Friday, September 27, 2013

India Raises Rates 25 BP

Last week, the new head of the Reserve Bank of India issued his first policy statement, raising rates 25 basis points while reducing some of the extraordinary measures put into place over the last few months to halt currency outflows.  While many news outlets reported this as a startling development, a sober look at the data would reveal this move was hardly controversial.  First, while inflation dipped in the earlier part of the year (4%-6%), it has since been rising, approaching the higher levels (7%+) seen last year.  Second, the head of the Bank is new, and he would want to establish his inflation fighting credentials for the markets specifically and the economy at large generally.  Seen in the light of these two facts, the move should have been anticipated.  For background on the India situation see these posts: here, here, here and here.

Here are some salient points from the points from the policy announcement:

On the domestic front, growth has weakened with continuing sluggishness in industrial activity and services. The pace of infrastructure project completion is subdued and new project starts remain muted. Consumption, while relatively firm so far, is starting to weaken even in rural areas, with durable goods consumption hit hard. Consequently, growth is trailing below potential and the output gap is widening. Some pick-up is expected on account of the brightening prospects for agriculture due to kharif output and the upturn in exports. Also, as infrastructure investments are expedited, and as projects cleared by the Cabinet Committee on Investment come on stream, growth could pick up in the second half of the year.

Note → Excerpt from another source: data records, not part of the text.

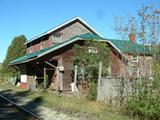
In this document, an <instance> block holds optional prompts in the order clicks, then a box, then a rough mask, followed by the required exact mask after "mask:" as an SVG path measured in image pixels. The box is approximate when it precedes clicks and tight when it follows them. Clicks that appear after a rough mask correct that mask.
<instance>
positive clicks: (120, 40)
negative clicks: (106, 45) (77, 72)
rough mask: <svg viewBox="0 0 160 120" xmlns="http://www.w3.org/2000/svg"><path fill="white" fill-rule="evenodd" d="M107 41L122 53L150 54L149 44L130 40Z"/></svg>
mask: <svg viewBox="0 0 160 120" xmlns="http://www.w3.org/2000/svg"><path fill="white" fill-rule="evenodd" d="M108 41H110V42H112V43H113V44H114V45H115V46H116V47H117V48H118V49H120V51H122V52H123V53H130V54H147V55H151V54H152V52H151V49H150V48H149V46H145V45H140V44H137V43H133V42H131V41H130V40H113V39H108Z"/></svg>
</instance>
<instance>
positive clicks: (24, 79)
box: [20, 65, 28, 89]
mask: <svg viewBox="0 0 160 120" xmlns="http://www.w3.org/2000/svg"><path fill="white" fill-rule="evenodd" d="M20 81H21V83H20V87H21V88H24V89H27V88H28V85H27V68H26V65H22V66H21V78H20Z"/></svg>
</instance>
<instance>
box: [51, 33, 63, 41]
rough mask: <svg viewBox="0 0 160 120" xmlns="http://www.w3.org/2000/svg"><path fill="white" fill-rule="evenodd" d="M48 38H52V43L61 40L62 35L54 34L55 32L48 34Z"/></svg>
mask: <svg viewBox="0 0 160 120" xmlns="http://www.w3.org/2000/svg"><path fill="white" fill-rule="evenodd" d="M50 39H51V40H52V42H53V43H61V42H62V41H63V40H62V35H56V34H52V35H50Z"/></svg>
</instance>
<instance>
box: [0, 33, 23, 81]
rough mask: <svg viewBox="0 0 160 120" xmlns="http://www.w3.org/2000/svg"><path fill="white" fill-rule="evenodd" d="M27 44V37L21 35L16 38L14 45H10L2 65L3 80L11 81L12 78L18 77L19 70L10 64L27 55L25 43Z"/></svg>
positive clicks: (12, 43)
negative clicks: (10, 64)
mask: <svg viewBox="0 0 160 120" xmlns="http://www.w3.org/2000/svg"><path fill="white" fill-rule="evenodd" d="M25 42H26V37H25V36H24V35H20V36H17V37H15V38H14V39H13V40H12V43H11V44H10V45H9V47H8V50H7V54H6V57H5V59H4V61H3V63H2V66H1V69H0V74H1V77H2V79H3V80H10V79H11V78H15V77H17V75H18V74H19V73H18V70H17V69H16V68H15V67H11V66H9V63H10V62H11V61H12V60H14V59H16V58H18V57H21V56H23V55H24V54H25V52H26V47H25V45H24V43H25Z"/></svg>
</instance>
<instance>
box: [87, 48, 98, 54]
mask: <svg viewBox="0 0 160 120" xmlns="http://www.w3.org/2000/svg"><path fill="white" fill-rule="evenodd" d="M88 52H89V53H98V50H97V48H96V47H88Z"/></svg>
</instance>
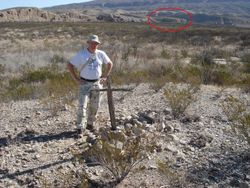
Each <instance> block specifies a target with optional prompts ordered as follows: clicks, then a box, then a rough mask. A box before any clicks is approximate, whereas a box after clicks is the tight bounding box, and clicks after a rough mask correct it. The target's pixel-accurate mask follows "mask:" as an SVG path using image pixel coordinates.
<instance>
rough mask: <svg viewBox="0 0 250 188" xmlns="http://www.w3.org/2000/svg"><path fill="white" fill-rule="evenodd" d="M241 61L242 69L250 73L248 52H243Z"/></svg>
mask: <svg viewBox="0 0 250 188" xmlns="http://www.w3.org/2000/svg"><path fill="white" fill-rule="evenodd" d="M241 60H242V62H243V63H244V69H243V71H244V72H245V73H250V53H245V54H244V55H243V56H242V58H241Z"/></svg>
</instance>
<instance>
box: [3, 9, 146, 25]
mask: <svg viewBox="0 0 250 188" xmlns="http://www.w3.org/2000/svg"><path fill="white" fill-rule="evenodd" d="M126 12H127V11H122V13H120V12H119V11H115V10H105V9H100V8H99V9H98V8H93V9H91V10H89V9H88V8H86V9H82V10H80V11H79V10H68V11H54V12H52V11H49V10H43V9H38V8H12V9H7V10H2V11H0V22H89V21H107V22H141V21H142V20H143V19H145V18H143V16H141V17H138V16H136V15H133V13H126Z"/></svg>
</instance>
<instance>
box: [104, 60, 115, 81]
mask: <svg viewBox="0 0 250 188" xmlns="http://www.w3.org/2000/svg"><path fill="white" fill-rule="evenodd" d="M112 68H113V63H112V62H111V61H110V62H108V63H107V68H106V69H105V73H104V74H102V78H107V77H108V76H109V74H110V72H111V70H112Z"/></svg>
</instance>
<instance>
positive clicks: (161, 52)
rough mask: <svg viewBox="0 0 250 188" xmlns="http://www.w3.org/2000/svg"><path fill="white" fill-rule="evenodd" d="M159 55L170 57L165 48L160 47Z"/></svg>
mask: <svg viewBox="0 0 250 188" xmlns="http://www.w3.org/2000/svg"><path fill="white" fill-rule="evenodd" d="M161 57H162V58H165V59H169V58H170V57H171V55H170V53H169V52H168V51H167V50H166V49H165V48H162V50H161Z"/></svg>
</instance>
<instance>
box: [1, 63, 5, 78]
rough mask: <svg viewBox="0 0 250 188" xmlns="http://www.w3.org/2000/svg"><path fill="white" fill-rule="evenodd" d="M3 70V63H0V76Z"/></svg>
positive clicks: (4, 71)
mask: <svg viewBox="0 0 250 188" xmlns="http://www.w3.org/2000/svg"><path fill="white" fill-rule="evenodd" d="M4 72H5V65H3V64H0V76H2V75H3V74H4Z"/></svg>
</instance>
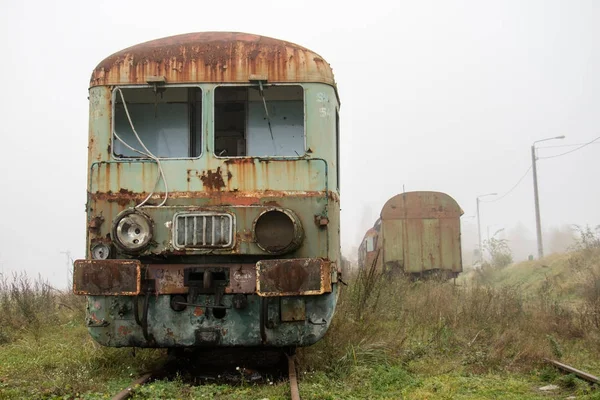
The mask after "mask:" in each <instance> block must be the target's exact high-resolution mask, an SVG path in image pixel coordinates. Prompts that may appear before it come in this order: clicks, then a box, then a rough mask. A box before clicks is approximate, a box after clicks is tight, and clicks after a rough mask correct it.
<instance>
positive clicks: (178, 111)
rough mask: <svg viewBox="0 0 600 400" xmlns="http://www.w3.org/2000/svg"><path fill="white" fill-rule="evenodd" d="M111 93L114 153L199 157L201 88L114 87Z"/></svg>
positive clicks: (158, 156)
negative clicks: (150, 87) (198, 156)
mask: <svg viewBox="0 0 600 400" xmlns="http://www.w3.org/2000/svg"><path fill="white" fill-rule="evenodd" d="M114 96H115V97H114V101H113V104H114V112H113V116H114V120H113V153H114V154H115V155H116V156H118V157H140V158H144V157H147V156H148V154H147V153H148V152H150V153H152V155H154V156H156V157H161V158H189V157H198V156H200V154H201V152H202V130H201V129H202V91H201V89H200V88H198V87H191V88H188V87H157V88H149V87H145V88H117V89H115V92H114ZM123 100H125V102H123ZM127 114H129V117H128V115H127ZM132 127H133V128H132ZM134 129H135V131H134ZM136 133H137V136H138V137H139V140H138V138H137V137H136ZM140 141H141V142H142V143H143V145H142V144H141V143H140ZM144 147H145V148H144Z"/></svg>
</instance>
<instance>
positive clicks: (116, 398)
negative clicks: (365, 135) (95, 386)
mask: <svg viewBox="0 0 600 400" xmlns="http://www.w3.org/2000/svg"><path fill="white" fill-rule="evenodd" d="M152 375H153V374H152V373H147V374H144V375H142V376H141V377H139V378H138V379H136V380H135V381H133V382H132V383H131V385H129V386H128V387H127V388H125V389H123V390H121V391H120V392H119V393H117V394H116V395H114V396H113V397H112V400H125V399H128V398H129V397H130V396H131V395H132V394H133V390H134V389H135V387H136V386H138V385H143V384H144V383H146V382H148V381H149V380H150V378H152Z"/></svg>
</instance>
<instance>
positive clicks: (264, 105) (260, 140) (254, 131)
mask: <svg viewBox="0 0 600 400" xmlns="http://www.w3.org/2000/svg"><path fill="white" fill-rule="evenodd" d="M214 107H215V109H214V148H215V154H216V155H217V157H241V156H252V157H261V156H267V157H272V156H280V157H299V156H302V155H304V153H305V149H304V148H305V138H304V91H303V89H302V87H301V86H268V85H265V86H263V90H260V87H259V86H258V85H253V86H220V87H217V88H216V90H215V106H214Z"/></svg>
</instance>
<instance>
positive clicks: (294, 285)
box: [73, 32, 341, 347]
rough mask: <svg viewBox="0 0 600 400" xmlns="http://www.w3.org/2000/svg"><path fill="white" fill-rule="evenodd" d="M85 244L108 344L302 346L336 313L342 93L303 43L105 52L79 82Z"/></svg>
mask: <svg viewBox="0 0 600 400" xmlns="http://www.w3.org/2000/svg"><path fill="white" fill-rule="evenodd" d="M89 100H90V125H89V126H90V129H89V176H88V201H87V207H86V210H87V245H88V249H87V257H86V259H85V260H77V261H76V262H75V267H74V273H73V281H74V284H73V285H74V292H75V293H76V294H80V295H85V296H87V317H86V323H87V326H88V328H89V331H90V333H91V335H92V336H93V338H94V339H95V340H96V341H98V342H99V343H101V344H103V345H107V346H116V347H120V346H136V347H188V346H189V347H192V346H275V347H279V346H305V345H310V344H312V343H314V342H316V341H317V340H319V339H320V338H321V337H322V336H323V335H324V334H325V332H326V330H327V328H328V326H329V324H330V323H331V319H332V317H333V313H334V309H335V303H336V297H337V296H336V294H337V287H338V284H337V281H338V278H339V277H338V272H339V266H340V265H341V256H340V243H339V152H338V149H339V122H338V121H339V118H338V110H339V99H338V95H337V90H336V85H335V81H334V78H333V73H332V70H331V68H330V66H329V64H327V63H326V62H325V61H324V60H323V59H322V58H321V57H320V56H318V55H317V54H315V53H313V52H312V51H310V50H308V49H305V48H303V47H300V46H298V45H295V44H293V43H289V42H284V41H280V40H276V39H271V38H267V37H261V36H256V35H249V34H242V33H222V32H209V33H194V34H186V35H179V36H174V37H169V38H164V39H158V40H154V41H151V42H147V43H143V44H140V45H136V46H133V47H130V48H127V49H125V50H122V51H120V52H118V53H115V54H114V55H112V56H110V57H108V58H107V59H105V60H104V61H102V62H101V63H100V64H99V65H98V67H96V69H95V70H94V72H93V73H92V79H91V85H90V90H89Z"/></svg>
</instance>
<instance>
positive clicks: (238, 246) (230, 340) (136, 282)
mask: <svg viewBox="0 0 600 400" xmlns="http://www.w3.org/2000/svg"><path fill="white" fill-rule="evenodd" d="M304 201H306V199H305V200H304ZM219 209H220V211H218V210H217V209H214V208H213V209H205V210H196V211H190V210H188V211H183V210H182V209H181V208H179V209H178V210H173V209H170V211H169V208H167V209H164V208H161V209H147V210H144V212H142V211H139V210H136V209H129V210H126V211H123V212H121V213H120V214H119V215H118V216H117V218H115V220H114V222H113V226H112V228H111V233H110V235H109V236H110V237H111V239H112V241H111V242H108V241H107V240H106V239H105V236H104V237H103V236H100V237H99V238H98V239H97V240H96V241H95V243H94V244H93V245H92V250H91V256H92V259H88V260H77V261H76V262H75V266H74V274H73V282H74V283H73V285H74V292H75V293H76V294H80V295H86V296H87V298H88V303H87V318H86V324H87V326H88V328H89V331H90V333H91V335H92V337H93V338H94V339H95V340H96V341H97V342H99V343H100V344H103V345H106V346H112V347H123V346H134V347H196V346H209V347H216V346H224V347H231V346H266V347H286V346H307V345H311V344H313V343H315V342H316V341H318V340H319V339H320V338H321V337H322V336H323V335H324V334H325V332H326V331H327V328H328V326H329V324H330V322H331V319H332V317H333V313H334V309H335V301H336V287H337V285H336V281H337V275H338V268H337V265H336V263H335V262H332V261H331V260H329V259H328V258H327V257H306V256H304V254H306V250H307V249H308V250H309V251H308V252H309V253H311V252H312V253H315V252H316V251H315V247H317V248H318V247H319V244H318V243H317V242H315V241H318V240H319V235H318V234H311V238H308V239H307V238H306V237H305V232H304V231H305V229H304V228H303V222H302V220H301V218H299V217H298V215H296V213H294V212H293V211H291V210H289V209H285V208H276V207H272V206H266V205H263V206H256V207H229V208H223V207H219ZM250 214H253V215H250ZM169 215H171V216H170V217H169ZM243 221H248V224H247V226H246V225H244V222H243ZM250 221H251V223H250ZM305 222H306V221H305ZM311 222H312V223H313V224H314V225H315V226H314V227H307V228H308V231H309V232H312V233H315V232H317V231H322V232H323V229H322V227H319V226H318V224H317V223H315V222H314V221H311ZM250 231H251V233H250ZM311 239H312V242H311ZM321 239H324V240H326V238H324V237H322V238H321ZM160 243H168V246H166V248H162V247H161V246H160ZM300 249H304V250H305V251H302V250H300ZM114 257H118V258H114ZM125 257H127V258H125Z"/></svg>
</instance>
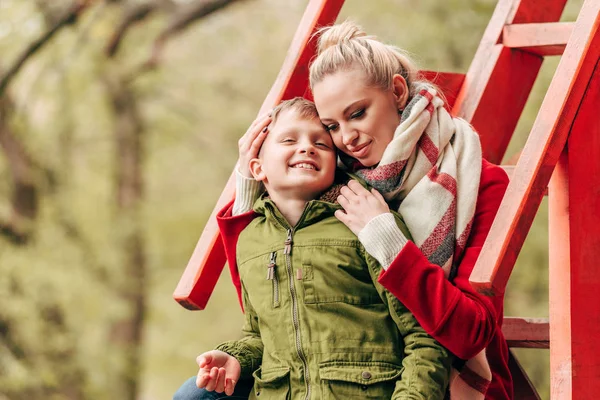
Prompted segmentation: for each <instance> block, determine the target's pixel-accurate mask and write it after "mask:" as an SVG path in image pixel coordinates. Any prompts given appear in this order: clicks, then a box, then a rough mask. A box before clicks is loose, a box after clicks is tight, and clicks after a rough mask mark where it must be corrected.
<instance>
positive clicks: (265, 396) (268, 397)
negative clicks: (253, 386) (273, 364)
mask: <svg viewBox="0 0 600 400" xmlns="http://www.w3.org/2000/svg"><path fill="white" fill-rule="evenodd" d="M252 376H253V377H254V388H253V390H252V392H251V393H250V397H249V399H256V400H264V399H277V400H279V399H283V400H285V399H289V398H290V369H289V368H288V367H279V368H271V369H266V370H263V369H262V368H259V369H257V370H256V371H254V373H253V374H252Z"/></svg>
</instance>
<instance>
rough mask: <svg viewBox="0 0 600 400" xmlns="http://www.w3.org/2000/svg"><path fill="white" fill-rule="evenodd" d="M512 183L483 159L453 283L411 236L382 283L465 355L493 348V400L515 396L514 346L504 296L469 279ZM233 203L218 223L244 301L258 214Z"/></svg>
mask: <svg viewBox="0 0 600 400" xmlns="http://www.w3.org/2000/svg"><path fill="white" fill-rule="evenodd" d="M507 185H508V177H507V175H506V173H505V172H504V170H503V169H502V168H500V167H498V166H496V165H493V164H491V163H489V162H487V161H485V160H483V165H482V170H481V181H480V186H479V194H478V198H477V206H476V208H475V218H474V221H473V228H472V231H471V235H470V236H469V241H468V242H467V247H466V249H465V253H464V255H463V259H462V261H461V263H460V265H459V268H458V273H457V276H456V278H455V279H454V281H453V282H449V281H448V280H447V279H446V278H445V277H444V272H443V270H442V269H441V268H440V267H439V266H438V265H435V264H430V263H429V261H428V260H427V258H425V256H424V255H423V253H421V251H420V250H419V249H418V247H417V246H416V245H415V244H414V243H413V242H410V241H409V242H408V243H407V244H406V245H405V246H404V248H403V249H402V251H401V252H400V254H398V256H397V257H396V258H395V259H394V261H393V262H392V264H391V265H390V266H389V268H388V269H387V270H386V271H383V272H382V273H381V275H380V276H379V282H380V283H381V284H382V285H383V286H384V287H385V288H386V289H387V290H389V291H390V292H391V293H392V294H394V295H395V296H396V297H397V298H398V299H399V300H400V301H401V302H402V303H403V304H404V305H405V306H406V307H407V308H408V309H409V310H410V311H411V312H412V313H413V314H414V316H415V317H416V318H417V320H418V321H419V323H420V324H421V326H423V328H424V329H425V331H427V333H429V334H430V335H431V336H433V337H434V338H435V339H436V340H437V341H439V342H440V343H441V344H442V345H443V346H444V347H446V348H447V349H448V350H450V351H451V352H452V353H454V354H455V355H456V356H458V357H459V358H462V359H465V360H466V359H469V358H471V357H473V356H474V355H476V354H477V353H479V352H480V351H481V350H482V349H484V348H486V347H487V358H488V362H489V363H490V368H491V370H492V382H491V384H490V386H489V388H488V391H487V394H486V397H485V398H486V399H489V400H505V399H512V398H513V385H512V378H511V375H510V372H509V369H508V346H507V344H506V340H505V339H504V335H503V334H502V331H501V329H500V327H501V326H502V320H503V317H504V305H503V303H504V295H503V294H502V295H499V296H496V297H486V296H483V295H481V294H479V293H477V292H476V291H475V290H474V289H473V288H472V287H471V285H470V283H469V276H470V275H471V271H472V270H473V267H474V266H475V261H476V260H477V257H478V256H479V252H480V251H481V247H482V246H483V243H484V241H485V238H486V237H487V234H488V232H489V230H490V227H491V225H492V222H493V220H494V217H495V216H496V213H497V211H498V207H499V206H500V202H501V200H502V197H503V196H504V192H505V191H506V187H507ZM232 204H233V202H232V203H230V204H228V205H227V206H226V207H225V208H224V209H223V210H221V211H220V212H219V214H218V215H217V222H218V224H219V228H220V231H221V237H222V239H223V243H224V245H225V251H226V253H227V259H228V261H229V268H230V271H231V277H232V280H233V283H234V285H235V287H236V289H237V292H238V296H239V297H240V304H241V284H240V278H239V274H238V271H237V265H236V263H235V260H236V258H235V249H236V246H237V240H238V235H239V233H240V232H241V231H242V230H243V229H244V228H245V227H246V225H248V223H250V221H252V219H253V218H254V216H255V214H254V212H252V211H250V212H247V213H244V214H241V215H238V216H235V217H231V206H232ZM432 293H435V295H434V296H433V295H431V294H432Z"/></svg>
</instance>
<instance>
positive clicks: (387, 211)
mask: <svg viewBox="0 0 600 400" xmlns="http://www.w3.org/2000/svg"><path fill="white" fill-rule="evenodd" d="M338 203H340V205H341V206H342V207H343V208H344V211H342V210H337V211H336V212H335V216H336V217H337V219H339V220H340V221H342V222H343V223H344V225H346V226H347V227H348V228H349V229H350V230H351V231H352V232H353V233H354V234H355V235H357V236H358V234H359V233H360V231H362V230H363V228H364V227H365V226H366V225H367V224H368V223H369V221H371V220H372V219H373V218H375V217H377V216H379V215H381V214H385V213H389V212H390V207H389V206H388V205H387V203H386V202H385V199H384V198H383V196H382V195H381V194H380V193H379V192H378V191H377V190H375V189H371V191H370V192H369V191H368V190H367V189H365V188H364V187H363V186H362V185H361V184H360V183H358V182H357V181H355V180H354V179H353V180H351V181H350V182H348V185H347V186H344V187H342V189H341V190H340V195H339V196H338Z"/></svg>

WPI inflation, which had eased in Q1 of 2013-14, has started rising again as the pass-through of fuel price increases has been compounded by the sharp depreciation of the rupee and rising international commodity prices. The negative output gap will exercise downward pressure on inflation, and the process will be aided as supply side constraints, especially relating to food and infrastructure, ease. However, the current assessment is that in the absence of an appropriate policy response, WPI inflation will be higher than initially projected over the rest of the year. What is equally worrisome is that inflation at the retail level, measured by the CPI, has been high for a number of years, entrenching inflation expectations at elevated levels and eroding consumer and business confidence. Although better prospects of a robust kharif harvest will lead to some moderation in CPI inflation, there is no room for complacency.